Delays in the appointment of a Services Appeal Tribunal in Mpumalanga may finally be addressed after the matter was escalated to the Public Protector by the SA Property Owners Association (SAPOA).

CEO of SAPOA, Neil Gopal

CEO of SAPOA, Neil Gopal

“Despite a year of hard lobbying with the Province, property developers still have no recourse to appeal services contributions, despite a legal right to do so,” says SAPOA CEO Neil Gopal.

“SAPOA believes the situation affects both existing and potential investors, and requires immediate action to rectify.”

Internal government restructuring in Mpumalanga appears to be the main culprit in the delay, but the process of nominating Tribunal members should get underway this month.

A Services Appeal Tribunal allows property developers to appeal decisions made by municipalities and obtain independent resolution.

When assurances from the Province to SAPOA that a Tribunal would be appointed by the end of November 2013 were not honoured, SAPOA escalated the matter to the Office of the Public Protector.

In March, the Public Protector launched an investigation.

In April, the Mpumalanga Department of Agriculture, Rural Development and Land Administration responded that the Tribunal is to be appointed shortly, after internal departmental restructuring caused delays.

Indications are that the Tribunal positions will be advertised this month, according to a department spokesperson. This would be followed by the evaluation and presentation of candidates to the Executive Council.

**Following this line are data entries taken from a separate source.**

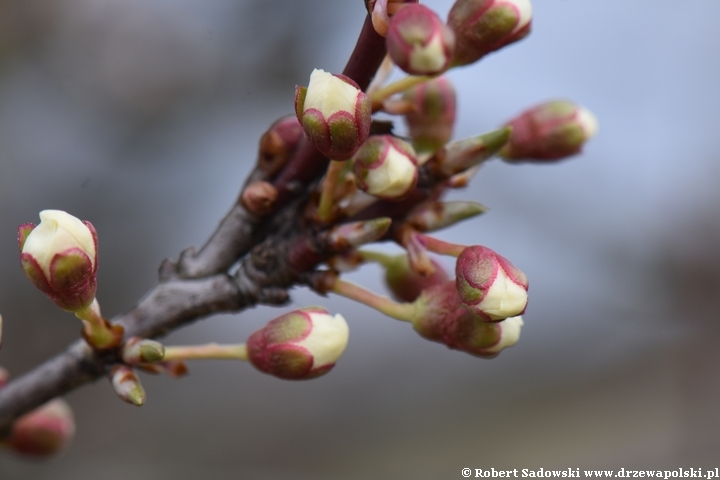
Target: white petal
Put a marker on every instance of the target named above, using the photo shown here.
(327, 340)
(58, 231)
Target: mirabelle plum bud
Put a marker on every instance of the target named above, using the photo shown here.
(43, 431)
(334, 113)
(419, 42)
(433, 117)
(385, 167)
(548, 132)
(381, 11)
(441, 317)
(483, 26)
(59, 256)
(299, 345)
(489, 285)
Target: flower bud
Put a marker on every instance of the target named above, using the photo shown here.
(419, 42)
(433, 117)
(299, 345)
(334, 113)
(381, 11)
(483, 26)
(550, 131)
(277, 144)
(127, 385)
(441, 317)
(4, 377)
(43, 431)
(489, 285)
(59, 256)
(385, 167)
(406, 285)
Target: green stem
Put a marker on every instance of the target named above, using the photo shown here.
(398, 311)
(327, 195)
(207, 352)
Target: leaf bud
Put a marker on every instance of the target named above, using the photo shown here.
(386, 167)
(334, 113)
(419, 42)
(489, 285)
(299, 345)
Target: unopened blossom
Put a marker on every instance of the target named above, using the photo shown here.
(483, 26)
(386, 167)
(334, 113)
(381, 11)
(43, 431)
(419, 42)
(299, 345)
(489, 285)
(441, 317)
(550, 131)
(59, 256)
(432, 119)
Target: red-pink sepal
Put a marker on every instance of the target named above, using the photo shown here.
(442, 318)
(338, 126)
(72, 283)
(489, 285)
(549, 132)
(419, 42)
(406, 285)
(43, 431)
(299, 345)
(483, 26)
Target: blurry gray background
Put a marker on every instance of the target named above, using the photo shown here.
(143, 117)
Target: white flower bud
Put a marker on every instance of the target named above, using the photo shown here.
(60, 257)
(385, 167)
(299, 345)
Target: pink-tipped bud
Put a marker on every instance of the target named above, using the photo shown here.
(4, 377)
(551, 131)
(386, 167)
(483, 26)
(334, 113)
(381, 11)
(406, 285)
(278, 143)
(433, 117)
(43, 431)
(489, 285)
(441, 317)
(59, 256)
(419, 42)
(299, 345)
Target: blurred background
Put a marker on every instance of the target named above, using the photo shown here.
(143, 117)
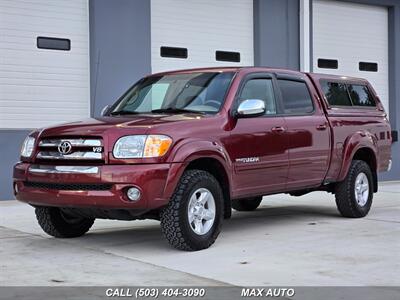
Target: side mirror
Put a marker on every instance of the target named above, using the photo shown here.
(105, 110)
(251, 108)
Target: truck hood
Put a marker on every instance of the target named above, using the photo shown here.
(137, 124)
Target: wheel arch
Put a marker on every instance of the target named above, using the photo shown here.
(207, 156)
(361, 146)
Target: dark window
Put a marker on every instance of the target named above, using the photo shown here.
(336, 93)
(261, 89)
(360, 95)
(227, 56)
(53, 43)
(327, 63)
(173, 52)
(296, 97)
(368, 67)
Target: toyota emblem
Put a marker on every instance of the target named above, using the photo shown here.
(65, 147)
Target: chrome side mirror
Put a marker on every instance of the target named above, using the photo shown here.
(251, 108)
(105, 110)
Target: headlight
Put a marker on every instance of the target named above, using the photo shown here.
(138, 146)
(27, 147)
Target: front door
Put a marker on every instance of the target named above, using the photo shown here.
(258, 145)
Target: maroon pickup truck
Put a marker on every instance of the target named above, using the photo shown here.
(186, 147)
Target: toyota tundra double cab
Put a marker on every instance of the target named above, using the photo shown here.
(185, 147)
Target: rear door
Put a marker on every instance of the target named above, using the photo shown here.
(308, 132)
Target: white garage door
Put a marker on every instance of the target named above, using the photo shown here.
(41, 86)
(352, 39)
(187, 33)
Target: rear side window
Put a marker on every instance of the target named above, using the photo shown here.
(261, 89)
(361, 96)
(336, 93)
(296, 97)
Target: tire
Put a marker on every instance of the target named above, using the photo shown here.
(247, 204)
(352, 200)
(175, 217)
(55, 223)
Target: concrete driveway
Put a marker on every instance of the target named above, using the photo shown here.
(287, 241)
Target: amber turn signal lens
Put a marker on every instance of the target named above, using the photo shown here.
(156, 145)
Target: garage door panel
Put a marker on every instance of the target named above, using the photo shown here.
(193, 25)
(41, 87)
(351, 33)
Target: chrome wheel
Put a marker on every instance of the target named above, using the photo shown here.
(201, 211)
(361, 189)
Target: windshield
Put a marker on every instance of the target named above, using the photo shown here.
(174, 93)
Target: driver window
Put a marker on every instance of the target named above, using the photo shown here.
(154, 97)
(261, 89)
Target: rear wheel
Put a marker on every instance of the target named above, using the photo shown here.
(193, 218)
(247, 204)
(354, 194)
(61, 225)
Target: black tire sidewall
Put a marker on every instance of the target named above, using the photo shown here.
(362, 168)
(202, 241)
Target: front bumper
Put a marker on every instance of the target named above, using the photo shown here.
(101, 187)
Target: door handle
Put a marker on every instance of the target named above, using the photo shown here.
(322, 127)
(278, 129)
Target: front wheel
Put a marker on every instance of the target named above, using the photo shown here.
(61, 225)
(354, 194)
(193, 218)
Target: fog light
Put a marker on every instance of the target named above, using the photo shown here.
(133, 194)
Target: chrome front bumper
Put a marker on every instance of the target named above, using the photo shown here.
(45, 169)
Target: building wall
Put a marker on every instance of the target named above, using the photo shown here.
(10, 147)
(120, 52)
(276, 33)
(394, 75)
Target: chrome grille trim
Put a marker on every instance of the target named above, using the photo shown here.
(44, 169)
(75, 155)
(74, 142)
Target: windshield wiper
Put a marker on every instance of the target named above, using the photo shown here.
(124, 112)
(176, 110)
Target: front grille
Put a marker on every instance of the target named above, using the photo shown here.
(78, 149)
(69, 186)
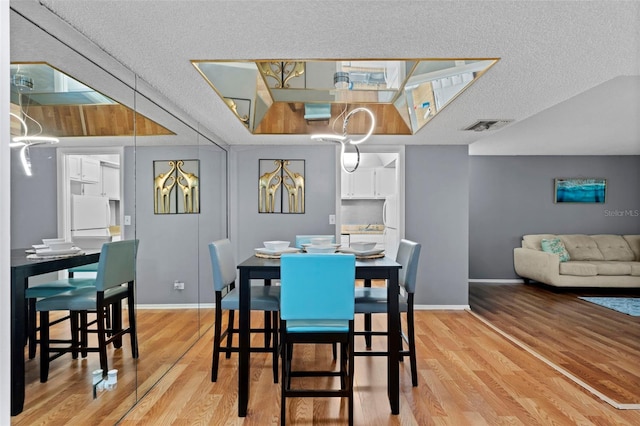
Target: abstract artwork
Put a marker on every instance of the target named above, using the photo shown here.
(580, 190)
(176, 186)
(281, 186)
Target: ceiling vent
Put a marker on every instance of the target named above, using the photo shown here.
(482, 125)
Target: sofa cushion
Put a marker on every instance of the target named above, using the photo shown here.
(613, 268)
(555, 246)
(533, 241)
(581, 247)
(582, 269)
(614, 247)
(634, 244)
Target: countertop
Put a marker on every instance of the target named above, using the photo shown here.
(362, 229)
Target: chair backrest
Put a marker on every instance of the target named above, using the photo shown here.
(117, 264)
(408, 255)
(306, 239)
(223, 263)
(317, 286)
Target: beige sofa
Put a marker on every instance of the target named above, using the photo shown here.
(595, 261)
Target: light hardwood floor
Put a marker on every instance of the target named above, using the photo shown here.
(469, 374)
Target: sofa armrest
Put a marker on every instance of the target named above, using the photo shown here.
(536, 265)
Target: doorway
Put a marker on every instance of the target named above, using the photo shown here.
(370, 202)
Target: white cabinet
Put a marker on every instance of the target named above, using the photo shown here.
(107, 186)
(83, 169)
(385, 182)
(359, 184)
(369, 183)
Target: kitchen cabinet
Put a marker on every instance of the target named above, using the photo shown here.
(369, 183)
(83, 169)
(108, 184)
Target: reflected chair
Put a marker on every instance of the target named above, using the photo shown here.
(263, 298)
(317, 306)
(370, 300)
(114, 282)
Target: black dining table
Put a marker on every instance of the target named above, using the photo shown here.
(267, 269)
(21, 269)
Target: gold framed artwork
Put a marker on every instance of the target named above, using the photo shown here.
(281, 186)
(176, 186)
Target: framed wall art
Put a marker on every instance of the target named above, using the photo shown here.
(580, 190)
(176, 186)
(281, 186)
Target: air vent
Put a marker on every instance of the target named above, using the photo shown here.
(482, 125)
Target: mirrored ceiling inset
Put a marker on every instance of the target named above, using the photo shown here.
(53, 103)
(307, 96)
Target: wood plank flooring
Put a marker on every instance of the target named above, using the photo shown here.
(469, 374)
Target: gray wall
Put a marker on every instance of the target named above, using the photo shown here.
(34, 208)
(437, 215)
(175, 246)
(513, 196)
(250, 228)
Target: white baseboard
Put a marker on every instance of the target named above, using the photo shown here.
(441, 307)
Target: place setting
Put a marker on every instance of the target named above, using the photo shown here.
(53, 248)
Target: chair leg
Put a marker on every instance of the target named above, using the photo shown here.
(274, 317)
(44, 346)
(412, 347)
(217, 330)
(32, 328)
(230, 333)
(102, 345)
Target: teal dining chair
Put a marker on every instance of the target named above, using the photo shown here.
(373, 300)
(317, 306)
(263, 298)
(113, 283)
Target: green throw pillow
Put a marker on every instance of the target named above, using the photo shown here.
(555, 246)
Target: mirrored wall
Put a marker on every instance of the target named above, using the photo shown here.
(170, 193)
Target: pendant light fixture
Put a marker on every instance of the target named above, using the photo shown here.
(345, 140)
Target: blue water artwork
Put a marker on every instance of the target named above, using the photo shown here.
(580, 190)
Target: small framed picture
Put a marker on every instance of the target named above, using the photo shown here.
(580, 190)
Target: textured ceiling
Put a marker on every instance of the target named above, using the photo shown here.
(569, 74)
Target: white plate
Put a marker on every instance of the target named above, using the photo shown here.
(50, 252)
(361, 252)
(265, 250)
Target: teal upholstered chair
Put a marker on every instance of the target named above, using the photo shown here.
(317, 306)
(374, 300)
(114, 282)
(263, 298)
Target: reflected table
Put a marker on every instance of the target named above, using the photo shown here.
(268, 269)
(21, 269)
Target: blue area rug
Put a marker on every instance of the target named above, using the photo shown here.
(626, 305)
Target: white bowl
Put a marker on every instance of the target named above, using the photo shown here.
(362, 245)
(47, 241)
(321, 241)
(320, 249)
(276, 245)
(61, 245)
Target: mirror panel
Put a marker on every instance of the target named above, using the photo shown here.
(276, 97)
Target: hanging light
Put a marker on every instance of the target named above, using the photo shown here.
(343, 139)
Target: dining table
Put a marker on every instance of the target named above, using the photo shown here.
(24, 266)
(267, 269)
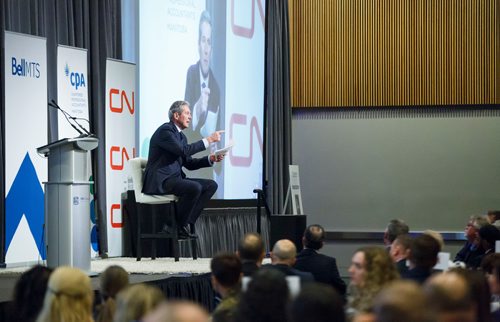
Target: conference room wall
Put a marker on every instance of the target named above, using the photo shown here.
(358, 173)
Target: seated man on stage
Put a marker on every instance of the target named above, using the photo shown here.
(168, 153)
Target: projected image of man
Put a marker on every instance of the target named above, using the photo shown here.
(169, 151)
(202, 89)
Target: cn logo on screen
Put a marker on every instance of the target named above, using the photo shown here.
(120, 99)
(76, 79)
(118, 155)
(25, 68)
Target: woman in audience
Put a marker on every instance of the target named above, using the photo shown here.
(265, 299)
(112, 281)
(134, 302)
(69, 297)
(371, 269)
(491, 266)
(28, 294)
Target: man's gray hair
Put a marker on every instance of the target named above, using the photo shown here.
(176, 108)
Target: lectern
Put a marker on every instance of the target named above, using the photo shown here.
(67, 202)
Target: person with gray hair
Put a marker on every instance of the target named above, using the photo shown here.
(169, 151)
(283, 259)
(395, 228)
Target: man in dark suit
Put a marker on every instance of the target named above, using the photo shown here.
(168, 153)
(323, 268)
(202, 89)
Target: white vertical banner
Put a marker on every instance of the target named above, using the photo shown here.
(72, 91)
(25, 130)
(73, 97)
(120, 144)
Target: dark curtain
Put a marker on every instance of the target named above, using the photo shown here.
(278, 114)
(91, 24)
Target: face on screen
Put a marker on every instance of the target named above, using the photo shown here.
(205, 46)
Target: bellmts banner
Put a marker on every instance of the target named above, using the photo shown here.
(72, 96)
(120, 144)
(25, 130)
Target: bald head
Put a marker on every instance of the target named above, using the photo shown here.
(284, 252)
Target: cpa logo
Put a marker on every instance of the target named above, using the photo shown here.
(25, 68)
(75, 78)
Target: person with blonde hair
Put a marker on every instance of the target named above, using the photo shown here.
(371, 269)
(69, 297)
(136, 301)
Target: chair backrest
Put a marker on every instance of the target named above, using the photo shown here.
(137, 166)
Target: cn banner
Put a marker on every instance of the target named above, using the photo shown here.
(25, 130)
(72, 97)
(120, 144)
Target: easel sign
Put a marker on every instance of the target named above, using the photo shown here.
(294, 190)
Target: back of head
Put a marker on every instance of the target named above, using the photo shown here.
(134, 302)
(284, 251)
(314, 236)
(69, 296)
(319, 303)
(450, 297)
(395, 228)
(251, 247)
(30, 288)
(490, 234)
(424, 251)
(226, 268)
(401, 301)
(113, 280)
(265, 299)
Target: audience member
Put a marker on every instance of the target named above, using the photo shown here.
(400, 250)
(283, 258)
(319, 303)
(494, 217)
(371, 269)
(471, 249)
(491, 266)
(402, 301)
(265, 299)
(450, 298)
(226, 281)
(112, 281)
(251, 251)
(69, 297)
(27, 298)
(395, 228)
(136, 301)
(323, 268)
(488, 235)
(423, 257)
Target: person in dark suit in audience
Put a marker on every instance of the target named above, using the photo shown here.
(251, 251)
(169, 151)
(423, 257)
(323, 268)
(400, 250)
(283, 259)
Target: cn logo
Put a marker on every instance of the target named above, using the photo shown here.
(115, 208)
(243, 31)
(118, 156)
(113, 100)
(241, 120)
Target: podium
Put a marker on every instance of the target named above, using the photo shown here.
(67, 202)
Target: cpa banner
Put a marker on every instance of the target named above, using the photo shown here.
(25, 130)
(72, 97)
(120, 144)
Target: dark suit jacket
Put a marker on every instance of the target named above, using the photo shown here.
(193, 91)
(168, 153)
(323, 268)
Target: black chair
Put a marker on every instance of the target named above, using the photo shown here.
(143, 202)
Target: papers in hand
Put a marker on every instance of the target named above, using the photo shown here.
(225, 149)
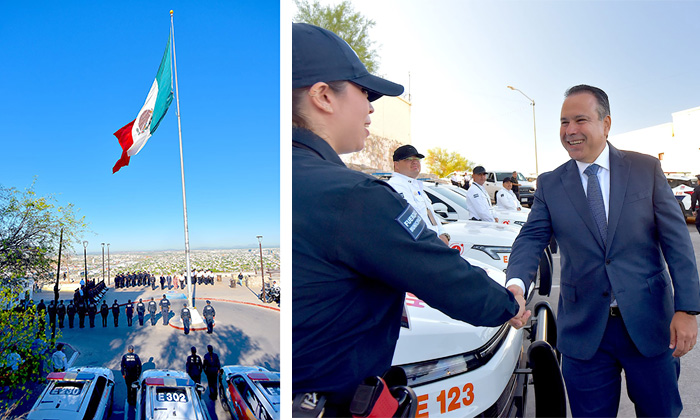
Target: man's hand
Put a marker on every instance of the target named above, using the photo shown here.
(519, 320)
(684, 333)
(444, 239)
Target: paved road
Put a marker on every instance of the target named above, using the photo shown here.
(689, 381)
(246, 332)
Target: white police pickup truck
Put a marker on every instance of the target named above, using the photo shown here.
(459, 370)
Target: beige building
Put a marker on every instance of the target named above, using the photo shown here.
(676, 144)
(390, 128)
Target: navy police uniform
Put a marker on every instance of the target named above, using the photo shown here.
(357, 247)
(152, 308)
(209, 313)
(131, 370)
(129, 309)
(141, 311)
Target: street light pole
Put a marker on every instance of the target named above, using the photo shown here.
(534, 127)
(108, 273)
(103, 261)
(85, 255)
(262, 271)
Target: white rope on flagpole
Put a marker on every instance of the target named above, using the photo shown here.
(182, 171)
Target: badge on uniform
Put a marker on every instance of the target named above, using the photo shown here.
(410, 220)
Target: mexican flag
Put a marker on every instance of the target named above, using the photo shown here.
(133, 136)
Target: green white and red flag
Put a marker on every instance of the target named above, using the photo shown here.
(133, 136)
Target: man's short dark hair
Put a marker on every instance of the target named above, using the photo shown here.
(600, 96)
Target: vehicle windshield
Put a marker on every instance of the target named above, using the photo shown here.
(451, 195)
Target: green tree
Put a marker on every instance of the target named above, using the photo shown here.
(30, 228)
(22, 340)
(442, 163)
(346, 23)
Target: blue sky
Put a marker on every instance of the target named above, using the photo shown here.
(462, 54)
(73, 73)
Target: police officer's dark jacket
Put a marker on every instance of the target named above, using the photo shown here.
(357, 247)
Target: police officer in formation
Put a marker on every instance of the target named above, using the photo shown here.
(104, 311)
(52, 313)
(131, 370)
(152, 309)
(140, 311)
(82, 311)
(92, 311)
(70, 310)
(165, 309)
(211, 369)
(61, 312)
(208, 312)
(186, 318)
(115, 313)
(129, 310)
(194, 366)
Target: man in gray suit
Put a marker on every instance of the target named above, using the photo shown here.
(618, 226)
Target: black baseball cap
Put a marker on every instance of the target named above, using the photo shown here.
(479, 170)
(319, 55)
(406, 151)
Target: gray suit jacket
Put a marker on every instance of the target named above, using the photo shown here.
(646, 232)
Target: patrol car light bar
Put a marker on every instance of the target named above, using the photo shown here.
(493, 251)
(70, 376)
(434, 370)
(169, 382)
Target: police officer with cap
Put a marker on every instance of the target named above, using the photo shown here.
(505, 197)
(152, 308)
(354, 237)
(165, 309)
(208, 312)
(694, 200)
(115, 313)
(141, 311)
(478, 200)
(70, 310)
(186, 318)
(104, 311)
(194, 366)
(131, 370)
(129, 310)
(61, 313)
(403, 180)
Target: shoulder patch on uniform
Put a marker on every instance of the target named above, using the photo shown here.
(410, 220)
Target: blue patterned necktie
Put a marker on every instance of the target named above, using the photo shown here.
(595, 201)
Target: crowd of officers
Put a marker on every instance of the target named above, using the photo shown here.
(87, 308)
(144, 278)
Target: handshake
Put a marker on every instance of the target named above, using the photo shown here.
(519, 320)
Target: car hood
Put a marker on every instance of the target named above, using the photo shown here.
(481, 233)
(433, 335)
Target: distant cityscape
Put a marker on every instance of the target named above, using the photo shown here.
(170, 262)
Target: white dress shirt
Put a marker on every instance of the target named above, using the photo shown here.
(603, 161)
(479, 203)
(412, 191)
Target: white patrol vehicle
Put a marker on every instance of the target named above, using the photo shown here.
(682, 188)
(166, 394)
(79, 393)
(459, 370)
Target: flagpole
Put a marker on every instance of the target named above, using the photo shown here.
(182, 171)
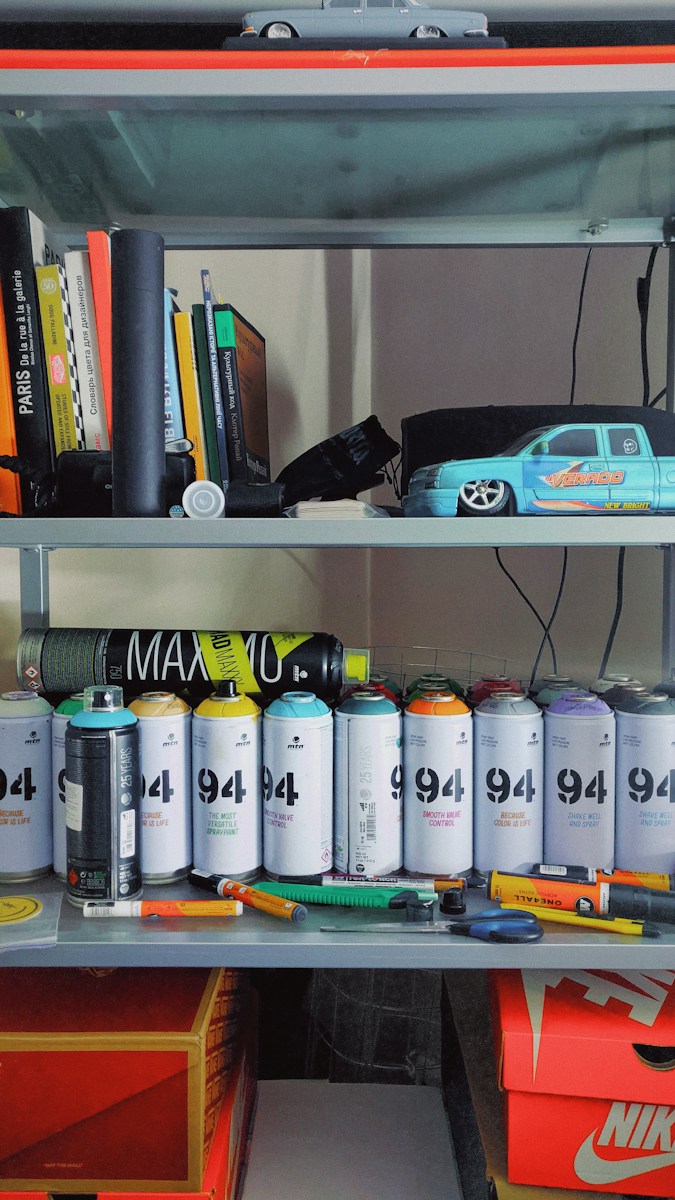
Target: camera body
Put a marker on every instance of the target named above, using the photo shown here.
(84, 483)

“A Tribunal is critical to the objective resolution of disputes between developers and municipalities, and safeguards the right to appeal enshrined in our Constitution,” adds Gopal, pointing out that SAPOA will continue to monitor progress closely.

As Gopal points out, a great deal more is at stake than simply a bureaucratic delay.

“Not only are individual property developments being held up, but job creation, future investment decisions, and rates revenues for the local authorities are all being compromised by the absence of a Tribunal,” he says.

SAPOA was alerted to the situation in Mpumalanga last year when local members pointed out that there has been no Tribunal in place for over three years, despite it being provided for in Section 124 of the Town Planning and Township Ordinance 1986.

Gopal notes the Promotion of Administrative Justice Act No. 3 of 2000 (PAJA) views a failure to act as an administrative action that can be taken to court if all internal process for appeal are exhausted.